We didn't go away for a honeymoon. I felt too huge and we had no money. After the wedding we collapsed together onto my bed. It was such a relief to lie down, my head on Guido's chest. I wanted to ask him how he felt about being a Husband, was he happy, did he love me more than moonlight, did he feel strange with this new family, was he sad about his own, why was he so stiff during the wedding, what was he going to do with me now that he 'had me all to himself '?
But he was asleep.
'Do you want to show me what you're writing?' I asked every few days.
'No, not yet. I am still experimenting. I'm reading Leopardi again from the beginning, Dante, the old masters. I want to create a new way of seeing. The phoenix is an interesting symbol, more resonant than angels, una creatura rising up from the dead, born again from the ashes . . .'
'But maybe you want to think aloud, you know, use me as a sounding board.'
He didn't, so sometimes I wrote my own poems on the typewriter when I couldn't sleep. I thought if I showed him mine, he might show me his. But he never commented.

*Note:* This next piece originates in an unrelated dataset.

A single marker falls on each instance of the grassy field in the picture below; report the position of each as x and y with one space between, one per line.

When the certificate of permanent residency came, Guido put it in his desk drawer. Every now and then I would take it out, when he wasn't home, and look at it. I liked to look at his printed name. He was officially real. To me this piece of paper was more like a birth certificate than anything else; it seemed to cancel out his past, signal a beginning.

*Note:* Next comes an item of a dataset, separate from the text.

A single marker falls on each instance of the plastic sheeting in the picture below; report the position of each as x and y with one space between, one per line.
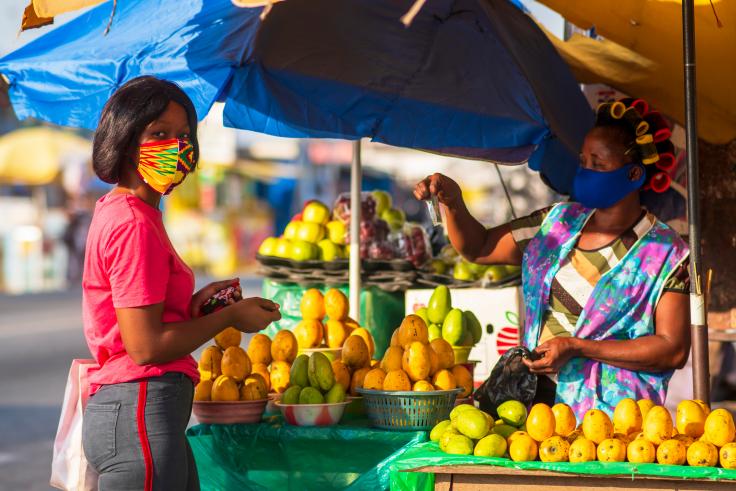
429 454
274 455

We joined a new library (on the card was printed Mrs Rachel Leopardi!) with an especially good foreign languages section, and when Guido borrowed poetry books I took out books on Italy – its history, art, cooking, culture. I read Italian novels where men threw their arms around women, cried with love, rage, lust, grief. These men adored their mothers, sat at the head of
huge tables noisy with relatives, talked and laughed with abandon. In the movies they made love to their women in fields and ruins, overcome with passion, so Latin and intense were they. Are you really Italian? I wanted to ask Guido.

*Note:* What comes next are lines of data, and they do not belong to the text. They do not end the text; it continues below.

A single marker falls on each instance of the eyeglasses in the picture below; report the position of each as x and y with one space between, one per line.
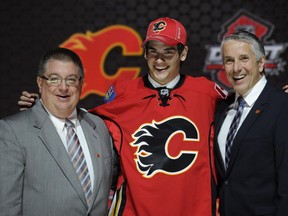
56 80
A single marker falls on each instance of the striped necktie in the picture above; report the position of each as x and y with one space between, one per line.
78 159
233 129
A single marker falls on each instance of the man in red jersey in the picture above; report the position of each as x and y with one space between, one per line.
162 129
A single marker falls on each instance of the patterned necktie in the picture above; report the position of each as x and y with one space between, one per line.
78 159
233 129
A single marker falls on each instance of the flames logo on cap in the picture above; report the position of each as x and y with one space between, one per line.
159 26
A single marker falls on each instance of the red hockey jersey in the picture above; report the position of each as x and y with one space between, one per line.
163 140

'Why aren't you like any of the Italians in the movies?' I did ask. The question blurted out of my mouth like a burp.
'Uffa, Rachel, can you only think in cartoons? Is a cliché, this idea of the Latin lover. I am NOT a cliché! What is it you want? I married you, didn't I?'
I was mute. Struck dumb, sniggered the voice.
Guido looked hurt. Bewildered. He was sitting at the kitchen table, looking straight at me. The winter sun shone in through the window, gilding the fine hairs on his arm.
Chapter 12
The baby came late, at nine months and two weeks, in the middle of the afternoon. When my waters broke the pain took my breath away. I was standing in the shower, looking at the drops of blood joining up like dots near my feet, making swirly lines that disappeared into the hole in the floor.
I wobbled out into the hall, holding a blue towel between my legs. Guido paled. He said nothing while he went to get the bag I'd packed as instructed by the hospital, with my nightie and dressing-gown inside. He put another towel down on the seat in the car.
Guido stayed with me throughout the labour: eighteen hours and fourteen minutes. He held my hand, breathed with me, paced the room. In the long pause between contractions we lay on the bed together, quiet. He giggled a lot, which was unusual and rather nice. I thought it was the tension until I realised that he was using the gas they gave me. He liked it much more than I did and found it hard to give up when the doctor finally came into the room and said I wasn't going to have this baby naturally, because it was stuck.
Typical, said the voice, you're incapable of doing it the natural way like a real woman. I waved brightly at Guido as they wheeled me down the corridor towards theatre. 'Non morire,' he whispered. Don't die.
'It's a girl!' the nurse announced. She sounded as surprised as I was.